# Thinking about FreeBSD 10...



## nbittech (Nov 1, 2013)

I've been considering installing FreeBSD 10 on my ThinkPad, as it is Beta 2, and reasonably stable now (so I've heard.)  Impressions, problems?

But I do want to know a few things first;

Does pkgng work yet (repos available?)

Does anything not compile with Clang (base system, basic desktop apps?)

Is KMS support working at all (have Intel GMA video?)

Are there any major changes in getting everything working?

I don't have to have ZFS, or all the bells and whistles, I just want a basic desktop that works, (OpenBox, panel, icons, etc.) Might consider XFCE, if it actually works without headaches, (which it didn't to my satisfaction in earlier releases.)

I know I can always just install it and see for myself, I just wanted to know where the potholes in the road are so that I can avoid them, and I wanted to give others the chance to share their expeareance as well.  I have well supported hardware in FreeBSD 9x, (ThinkPad x200) working video and wireless, power management functioning, etc.  So things are under control for the most part.

I know that I am basically asking if everything that is new in version 10 actually works, but I am also curious in how the user expeareance differs from 9x, and if people are enjoying using it. Is anybody unhappy with it? I would like to know that too.

Enjoy the fresh, new-and-improved FreeBSD 10!


----------



## wblock@ (Nov 1, 2013)

My notebook with FreeBSD-10 works, and runs xfce fine, with Intel KMS.  But then, xfce works fine on FreeBSD 9, too.  What problems did you have?

The pkg repository was just announced.

There were problems compiling some ports the last time I tried, but there has been a lot of work going on.  It still may take a while for all the changes to be ironed out, and FreeBSD 9 will be easier to deal with for a while.


----------



## xibo (Nov 2, 2013)

I don't use 10 on my notebooks, but I have some desktop workstations running it.

*Does pkgng work yet (repos available?)*
It already works... a lot better than pkg ever used to, in fact. I'm using pkgng on my 9-STABLE machines, too, though I'm using an own repository. FreeBSD doesn't have an official pkgng repository yet AFAIK though there is http://pkgbeta.freebsd.org/
Probably it will be CNAME'd to become the official repository with the release of 10.

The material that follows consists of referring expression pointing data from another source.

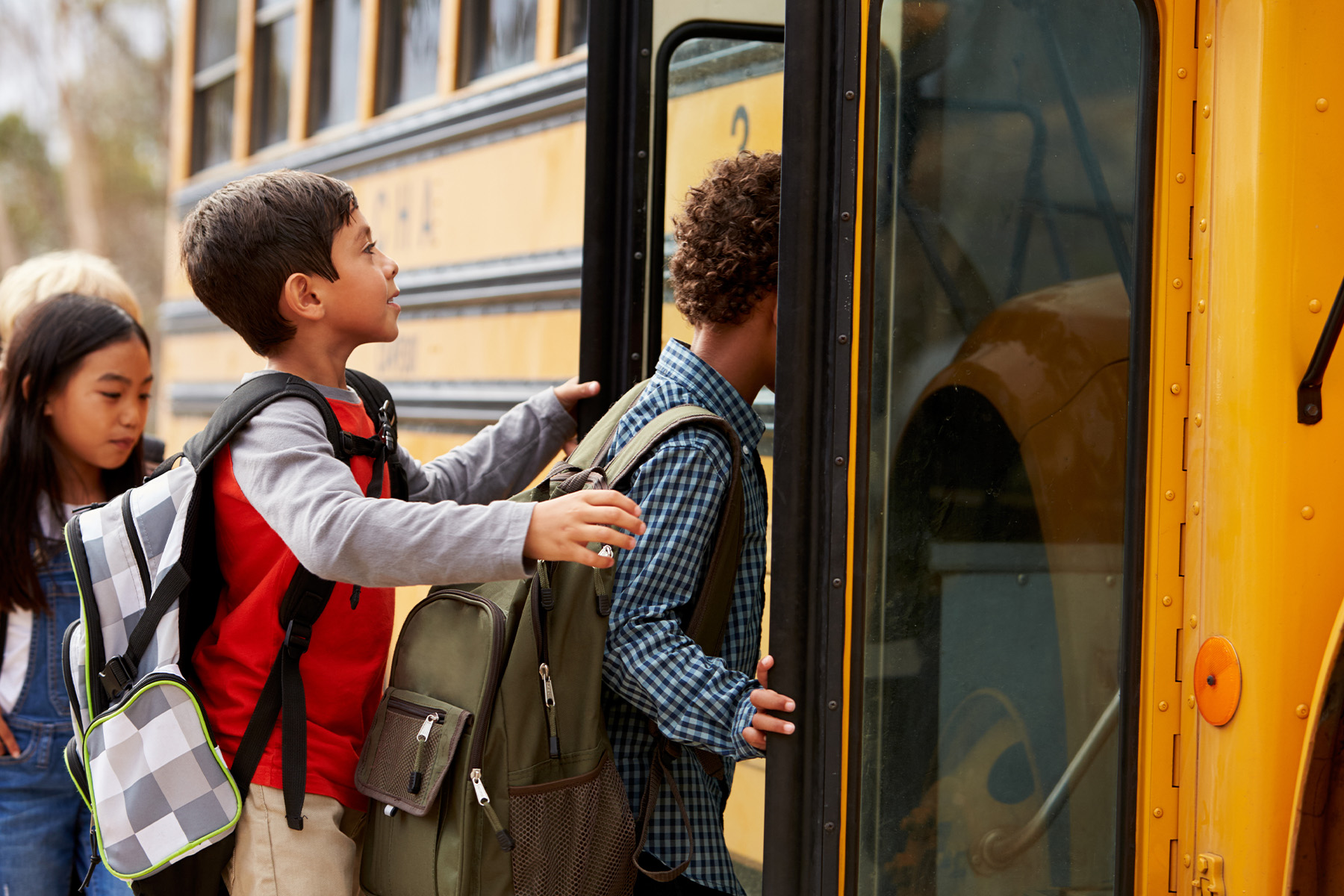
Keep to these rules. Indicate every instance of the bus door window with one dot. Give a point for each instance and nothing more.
(497, 35)
(408, 52)
(215, 66)
(334, 84)
(273, 67)
(1004, 214)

*Does anything not compile with Clang (base system, basic desktop apps?)*
The base system can be built with clang ever since 9.0. Most ports build/work fine with clang, and those who don't will automagically be built by gcc instead.

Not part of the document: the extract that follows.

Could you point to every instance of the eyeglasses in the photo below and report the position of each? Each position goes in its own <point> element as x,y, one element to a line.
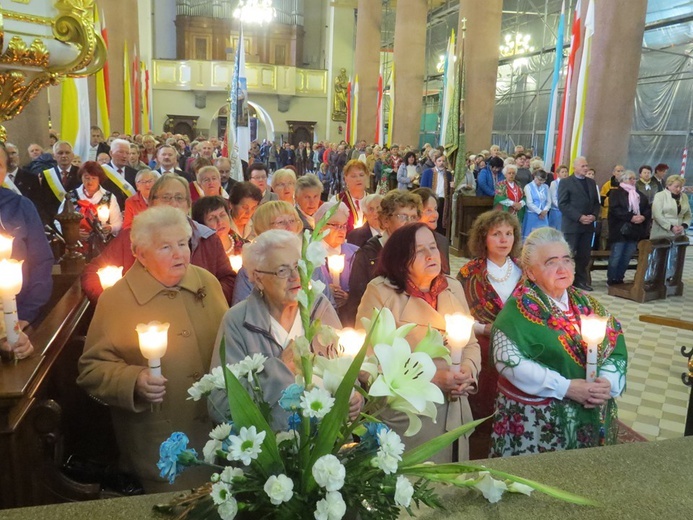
<point>169,198</point>
<point>283,271</point>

*Is KMS support working at all (have Intel GMA video?)*
Limited. Modesetting works, framebuffer access and XVMC work and there's even OpenGL 3.0 support, but terminal mode cannot be restored nor can the driver module be unloaded.

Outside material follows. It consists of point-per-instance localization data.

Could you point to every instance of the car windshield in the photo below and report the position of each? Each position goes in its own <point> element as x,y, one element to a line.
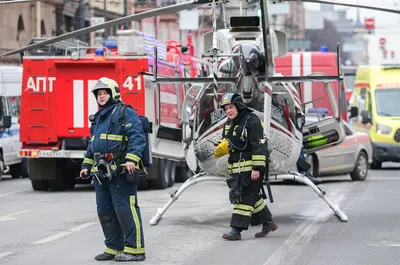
<point>387,102</point>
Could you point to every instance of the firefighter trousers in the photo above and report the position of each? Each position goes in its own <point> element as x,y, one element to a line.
<point>119,215</point>
<point>252,210</point>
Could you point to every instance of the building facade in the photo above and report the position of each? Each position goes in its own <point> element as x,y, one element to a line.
<point>20,22</point>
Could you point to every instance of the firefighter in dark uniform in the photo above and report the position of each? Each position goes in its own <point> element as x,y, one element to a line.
<point>243,141</point>
<point>116,198</point>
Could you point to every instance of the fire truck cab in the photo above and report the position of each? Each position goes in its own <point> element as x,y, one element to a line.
<point>57,101</point>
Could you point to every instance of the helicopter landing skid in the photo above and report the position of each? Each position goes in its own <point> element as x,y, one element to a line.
<point>200,177</point>
<point>321,193</point>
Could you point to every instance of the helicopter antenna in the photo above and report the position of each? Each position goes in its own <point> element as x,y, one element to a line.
<point>214,56</point>
<point>224,15</point>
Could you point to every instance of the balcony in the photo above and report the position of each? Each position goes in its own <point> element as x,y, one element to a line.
<point>153,3</point>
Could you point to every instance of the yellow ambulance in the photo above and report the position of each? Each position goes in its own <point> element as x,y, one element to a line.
<point>375,109</point>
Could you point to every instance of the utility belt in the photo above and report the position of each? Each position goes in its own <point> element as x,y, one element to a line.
<point>108,166</point>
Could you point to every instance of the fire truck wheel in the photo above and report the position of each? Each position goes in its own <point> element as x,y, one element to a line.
<point>19,170</point>
<point>40,184</point>
<point>144,185</point>
<point>172,173</point>
<point>182,173</point>
<point>159,174</point>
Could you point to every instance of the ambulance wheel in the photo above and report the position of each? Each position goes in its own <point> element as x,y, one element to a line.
<point>40,184</point>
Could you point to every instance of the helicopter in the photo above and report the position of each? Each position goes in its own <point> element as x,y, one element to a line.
<point>243,62</point>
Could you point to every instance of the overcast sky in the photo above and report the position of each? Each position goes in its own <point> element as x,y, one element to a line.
<point>387,26</point>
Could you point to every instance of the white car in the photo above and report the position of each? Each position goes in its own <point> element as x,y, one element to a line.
<point>353,155</point>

*Are there any major changes in getting everything working?*
BIND, Perl5 and CVSup were removed from base and GCC isn't in either by default, which means more ports to install (and BIND might need it's configuration files to be modified).
Subversion became part of the base system though, so we can checkout the FreeBSD source without having to rely on any port again.

You will also have to bootstrap pkgng before installing any ports, which means running "pkg" before you can get started.


*I don't have to have ZFS, or all the bells and whistles, I just want a basic desktop that works, (OpenBox, panel, icons, etc.) Might consider XFCE, if it actually works without headaches, (which it didn't to my satisfaction in earlier releases.)*
I use only KDE these days on every system, but half a year ago one of my boxes could run XFCE on pre-alpha 10-CURRENT. I don't think it's broken now, as a breakage of things concerning XFCE (unless it's a ports one) would likely break KDE, too, which it doesn't.

*I know that I am basically asking if everything that is new in version 10 actually works, but I am also curious in how the user expeareance differs from 9x, and if people are enjoying using it. Is anybody unhappy with it?*
VirtualBox which has been funky for ages (dbus issues, refuse to start if theres a non-ascii character in any pathname in the home directory or the current working directory, permission issues, ...), but now on 10 it's completely broken (4.2 segfaults, 4.3 doesn't build), which might be a blocker.

That said, I'm quite happy with 10-STABLE so far, it's a lot more stable than 9's BETAs or RCs were... though I would really like to be able to run non-BSDs (i.e. Windows) in BHyVe next.


----------



## wblock@ (Nov 2, 2013)

The announcement of the new pkg repository: http://lists.freebsd.org/pipermail/freebsd-pkg/2013-October/000107.html.


----------